Who Am I?

Toney, Alabama, United States
Software Engineer, Systems Analyst, XML/X3D/VRML97 Designer, Consultant, Musician, Composer, Writer

Friday, April 24, 2009

O3D

If you've seen the code required to display even a simple shaded sphere, it's easy to see O3D is unsuitable for mass market content creation. Layers built over the API can do that and certainly some will give it a shot, but until the tools arrive, content will be hand built and more expensive than even in the mid-90s.

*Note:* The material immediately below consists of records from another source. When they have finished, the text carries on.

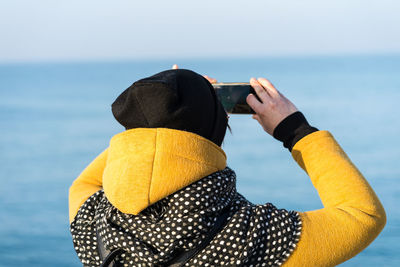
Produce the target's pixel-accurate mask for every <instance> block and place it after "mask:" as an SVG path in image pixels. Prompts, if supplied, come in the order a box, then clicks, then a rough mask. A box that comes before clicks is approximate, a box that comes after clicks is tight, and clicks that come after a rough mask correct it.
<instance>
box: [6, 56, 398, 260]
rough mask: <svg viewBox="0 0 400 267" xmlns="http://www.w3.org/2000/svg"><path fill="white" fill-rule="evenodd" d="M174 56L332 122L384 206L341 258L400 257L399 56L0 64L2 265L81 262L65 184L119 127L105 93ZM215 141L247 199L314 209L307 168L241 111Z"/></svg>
mask: <svg viewBox="0 0 400 267" xmlns="http://www.w3.org/2000/svg"><path fill="white" fill-rule="evenodd" d="M173 63H178V64H180V66H181V67H184V68H189V69H193V70H195V71H197V72H199V73H203V74H209V75H211V76H213V77H215V78H217V79H218V80H219V81H225V82H242V81H248V79H249V78H250V77H251V76H255V77H258V76H265V77H267V78H269V79H271V80H272V81H273V83H274V84H275V85H276V86H277V87H278V89H280V90H281V91H282V92H283V93H284V94H285V95H286V96H287V97H288V98H289V99H291V100H292V101H293V102H294V103H295V104H296V106H297V107H298V108H299V109H300V110H301V111H303V113H304V114H305V115H306V117H307V118H308V120H309V122H310V123H311V124H312V125H314V126H316V127H318V128H319V129H327V130H330V131H331V132H332V133H333V134H334V136H335V137H336V139H337V140H338V141H339V143H340V144H341V145H342V147H343V148H344V149H345V151H346V152H347V153H348V154H349V156H350V157H351V159H352V160H353V162H354V163H355V164H356V165H357V166H358V167H359V169H360V170H361V171H362V173H363V174H364V175H365V176H366V177H367V179H368V181H369V182H370V184H371V185H372V186H373V188H374V189H375V190H376V193H377V194H378V196H379V197H380V199H381V200H382V203H383V205H384V206H385V208H386V211H387V216H388V222H387V225H386V227H385V229H384V231H383V232H382V234H381V235H380V236H379V237H378V238H377V239H376V240H375V241H374V242H373V243H372V244H371V245H370V246H369V247H368V248H367V249H365V250H364V251H363V252H362V253H360V254H359V255H357V256H356V257H355V258H353V259H351V260H350V261H348V262H346V263H344V264H343V265H342V266H400V255H399V254H398V251H399V250H400V245H399V241H400V240H399V237H400V209H399V208H398V205H399V203H400V186H399V185H400V181H399V178H400V168H399V160H400V144H399V143H400V142H399V136H400V123H399V118H398V117H399V114H400V113H399V111H398V109H399V108H398V106H399V102H400V56H343V57H312V58H263V59H236V60H235V59H232V60H226V59H225V60H201V61H199V60H186V61H178V62H175V61H147V62H108V63H107V62H105V63H68V64H66V63H64V64H62V63H60V64H54V63H52V64H15V65H0V164H1V165H0V166H1V168H0V265H1V266H59V267H61V266H80V263H79V261H78V258H77V256H76V254H75V252H74V250H73V246H72V241H71V237H70V234H69V224H68V198H67V196H68V187H69V185H70V184H71V182H72V181H73V180H74V178H75V177H76V176H77V175H78V174H79V173H80V172H81V171H82V170H83V168H84V167H85V166H86V165H87V164H88V163H89V162H90V161H91V160H92V159H93V158H94V157H95V156H96V155H97V154H98V153H99V152H100V151H101V150H103V149H104V148H105V147H106V146H107V144H108V141H109V139H110V137H111V136H113V135H114V134H116V133H118V132H120V131H122V130H123V129H122V127H121V126H119V125H118V123H117V122H116V121H115V120H114V119H113V117H112V114H111V111H110V104H111V103H112V102H113V100H114V99H115V98H116V97H117V96H118V94H119V93H120V92H121V91H122V90H123V89H125V88H126V87H128V86H129V85H130V84H131V83H132V82H134V81H135V80H137V79H139V78H141V77H144V76H148V75H151V74H153V73H156V72H158V71H161V70H164V69H167V68H169V67H170V66H171V65H172V64H173ZM230 125H231V128H232V131H233V133H232V134H228V136H227V138H226V140H225V142H224V145H223V148H224V149H225V151H226V152H227V155H228V163H229V165H230V166H231V167H232V168H233V169H234V170H235V171H236V172H237V175H238V188H239V191H240V192H241V193H243V194H244V195H245V196H246V197H248V198H249V199H250V200H252V201H254V202H257V203H263V202H272V203H274V204H275V205H277V206H278V207H281V208H286V209H294V210H300V211H305V210H310V209H317V208H321V207H322V205H321V202H320V201H319V198H318V195H317V193H316V191H315V190H314V188H313V187H312V184H311V182H310V181H309V179H308V177H307V176H306V175H305V173H304V172H303V171H302V170H301V169H300V168H299V167H298V166H297V165H296V163H295V162H294V161H293V159H292V158H291V156H290V154H289V153H288V152H287V151H286V150H285V149H283V147H282V146H281V144H280V143H279V142H277V141H275V140H274V139H273V138H271V137H270V136H268V135H267V134H266V133H265V132H263V130H262V129H261V127H260V126H259V125H258V124H257V123H256V121H254V120H252V119H251V118H250V117H249V116H245V115H240V116H231V118H230Z"/></svg>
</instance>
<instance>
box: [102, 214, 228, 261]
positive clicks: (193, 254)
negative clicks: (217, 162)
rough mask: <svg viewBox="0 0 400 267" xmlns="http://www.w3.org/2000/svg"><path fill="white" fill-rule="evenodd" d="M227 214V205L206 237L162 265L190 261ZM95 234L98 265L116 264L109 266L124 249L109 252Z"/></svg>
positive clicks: (225, 219) (120, 249)
mask: <svg viewBox="0 0 400 267" xmlns="http://www.w3.org/2000/svg"><path fill="white" fill-rule="evenodd" d="M228 216H229V208H228V207H227V208H225V209H223V210H222V213H221V215H220V216H218V218H217V220H216V222H215V224H214V226H213V228H211V230H210V231H209V234H208V235H207V236H206V238H204V239H203V241H201V243H200V244H199V245H198V246H197V247H195V248H193V249H191V250H188V251H181V252H179V253H178V254H177V255H176V256H175V257H174V258H173V259H172V260H170V261H169V262H167V263H165V264H164V265H163V266H164V267H181V266H183V265H185V264H186V263H187V262H188V261H190V260H191V259H192V258H193V257H194V256H195V255H196V254H197V253H199V252H200V251H202V250H203V249H204V248H205V247H206V246H207V245H208V244H209V243H210V242H211V241H212V240H213V239H214V237H215V236H216V235H217V233H219V232H220V230H221V229H222V228H223V227H224V225H225V224H226V219H227V218H228ZM96 234H97V243H98V247H99V254H100V258H101V259H102V260H103V263H102V264H101V265H100V267H114V266H116V263H115V262H114V264H113V265H111V266H110V264H111V263H112V261H113V260H114V259H115V258H116V257H118V256H119V255H121V254H122V253H123V252H124V250H123V249H122V248H117V249H114V250H113V251H111V252H110V251H109V250H107V249H106V248H105V246H104V244H103V242H102V240H101V237H100V235H99V234H98V233H96ZM105 255H107V256H106V257H104V256H105Z"/></svg>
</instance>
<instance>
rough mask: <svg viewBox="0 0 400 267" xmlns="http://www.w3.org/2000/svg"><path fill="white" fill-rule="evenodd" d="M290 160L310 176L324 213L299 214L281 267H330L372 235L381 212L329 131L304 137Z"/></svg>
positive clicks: (379, 216)
mask: <svg viewBox="0 0 400 267" xmlns="http://www.w3.org/2000/svg"><path fill="white" fill-rule="evenodd" d="M292 156H293V158H294V159H295V160H296V162H297V163H298V164H299V165H300V167H301V168H302V169H304V170H305V171H306V172H307V174H308V175H309V176H310V178H311V181H312V183H313V185H314V187H315V188H316V189H317V191H318V193H319V196H320V198H321V201H322V204H323V205H324V208H323V209H320V210H314V211H307V212H300V213H299V214H300V217H301V220H302V233H301V236H300V240H299V242H298V244H297V247H296V249H295V250H294V252H293V254H292V255H291V256H290V257H289V259H288V260H287V261H286V262H285V264H284V265H283V266H336V265H338V264H339V263H341V262H344V261H346V260H348V259H350V258H351V257H353V256H355V255H356V254H357V253H359V252H361V251H362V250H363V249H364V248H366V247H367V246H368V245H369V244H370V243H371V242H372V241H373V240H374V239H375V238H376V237H377V236H378V234H379V233H380V232H381V231H382V229H383V227H384V225H385V223H386V215H385V211H384V209H383V207H382V204H381V203H380V201H379V199H378V197H377V196H376V194H375V193H374V191H373V190H372V188H371V187H370V185H369V184H368V182H367V181H366V180H365V179H364V177H363V176H362V174H361V173H360V172H359V171H358V169H357V168H356V167H355V166H354V165H353V163H352V162H351V161H350V159H349V158H348V157H347V155H346V154H345V152H344V151H343V150H342V148H341V147H340V146H339V145H338V143H337V142H336V141H335V139H334V138H333V136H332V135H331V134H330V133H329V132H327V131H317V132H314V133H311V134H309V135H307V136H305V137H304V138H303V139H301V140H300V141H299V142H297V143H296V145H295V146H294V147H293V150H292Z"/></svg>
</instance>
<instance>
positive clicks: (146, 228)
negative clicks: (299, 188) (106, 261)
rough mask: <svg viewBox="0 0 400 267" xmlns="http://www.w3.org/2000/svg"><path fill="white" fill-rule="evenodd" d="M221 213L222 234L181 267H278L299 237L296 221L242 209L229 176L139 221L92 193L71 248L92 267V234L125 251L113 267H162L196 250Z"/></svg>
mask: <svg viewBox="0 0 400 267" xmlns="http://www.w3.org/2000/svg"><path fill="white" fill-rule="evenodd" d="M225 207H228V209H229V216H228V219H227V222H226V224H225V226H224V227H223V228H222V230H221V231H220V232H219V233H218V234H217V235H216V236H215V237H214V239H213V240H212V241H211V242H210V243H209V244H208V246H207V247H206V248H205V249H203V250H202V251H200V252H199V253H198V254H196V255H195V256H194V257H193V258H192V259H191V260H190V261H189V262H188V263H186V265H185V266H280V265H281V264H282V263H283V262H284V261H285V260H286V259H287V258H288V257H289V256H290V254H291V253H292V252H293V250H294V248H295V246H296V243H297V241H298V239H299V237H300V232H301V221H300V218H299V216H298V214H297V213H296V212H293V211H292V212H288V211H286V210H284V209H277V208H276V207H275V206H273V205H272V204H270V203H267V204H264V205H254V204H252V203H250V202H249V201H247V200H246V199H245V198H244V197H243V196H242V195H240V194H239V193H237V191H236V175H235V173H234V172H233V171H232V170H231V169H230V168H226V169H224V170H223V171H219V172H216V173H213V174H211V175H209V176H207V177H205V178H203V179H201V180H199V181H197V182H195V183H193V184H191V185H189V186H187V187H186V188H184V189H182V190H180V191H178V192H176V193H174V194H172V195H170V196H168V197H166V198H164V199H162V200H160V201H158V202H157V203H155V204H154V205H152V206H150V207H148V208H147V209H145V210H143V211H142V212H141V213H140V214H138V215H130V214H125V213H122V212H120V211H119V210H117V209H116V208H115V207H113V206H112V205H111V203H109V201H108V200H107V198H106V197H105V195H104V192H103V191H102V190H100V191H98V192H97V193H95V194H94V195H92V196H91V197H90V198H89V199H88V200H87V201H86V202H85V203H84V204H83V205H82V206H81V208H80V209H79V211H78V214H77V216H76V217H75V220H74V221H73V222H72V224H71V233H72V238H73V242H74V247H75V250H76V252H77V254H78V257H79V258H80V260H81V261H82V263H83V264H84V266H99V265H100V264H101V259H100V256H99V253H98V247H97V246H98V244H97V237H96V230H97V232H98V233H99V235H100V238H102V240H103V243H104V244H105V246H106V248H107V249H108V250H113V249H116V248H122V249H124V253H123V254H122V255H121V256H119V257H118V258H117V260H118V262H119V263H120V266H163V263H165V262H167V261H169V260H170V259H171V258H173V255H176V253H177V252H178V251H182V250H184V251H186V250H189V249H192V248H194V247H196V246H198V245H199V244H200V242H201V241H202V240H203V239H204V238H205V237H206V236H207V233H208V232H209V231H210V229H211V228H212V227H213V225H214V222H215V221H216V219H217V217H218V215H219V213H220V211H221V210H222V209H224V208H225Z"/></svg>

Look at the Vivaty plugin running the scene on this page. 3D On the Web Cheap is alive and well because the small start-ups ran with it and made it possible. Drag Drop and Go builder toolkits are simple, reliable, and well thought through. I can do it in Vivaty using X3D and Metaplace using Flash. I can build fast and get past the 3D animation and into the products I actually want to display. In other words, the 3D is just a wrapper around the valuable content in that Vivaty room.

That is how a mass consumer product MUST work to add any value. Hacking JavaScript is like hacking VRML97: I can do it but must I when there are other more pressing jobs to do?

Two questions:

1. What feature of O3D makes it innovative or differentiates it from the wealth of 3D plugins already available?

2. Is there any reason other than the source, Google which failed publicly and spectacularly with Lively, to present this as a "web3D standard" candidate when the Google developers have no experience with developing standards for 3D on the web and have yet to demonstrate how a standard based on their experiments would unify 3D web products or markets? We have the X3D standard, we have the Collada specifications, and we have first class browsers to support them with years of development experience. On the other side, we have a handful of developers, an IP-encumbered lump of code and the Google brand.

Honestly, this announcement is very old school from a time when all it took was a lump fo running code to jump start a standard. I do believe the business professionals have come to understand the meaninglessness of such announcements and have come to rely on the survivability and contract-based control of the standard (see participation agreements) as the basis for accepting that such are genuine candidates.

Google is devolving into Microsoft fast. There was an honest above board way to go about this project and instead, they retreated inside and decided to wage war for profit. Very old school. It appears that Google's ability to scale the learning curve is dramatically foreshortening. Google needs to have a serious insider chat to determine where innovation starts and when they are just reinventing the wheel to scratch the itch of their developers with too much financial security and little else to show for egoboo.

1 comment:

Omind said...

Tried it's demo. Nothing, and I mean nothing should require a 17 meg file for streaming 3D over the internet. VRML worlds were considered too big at 1 Meg. And the quality was as good as the artist designing it.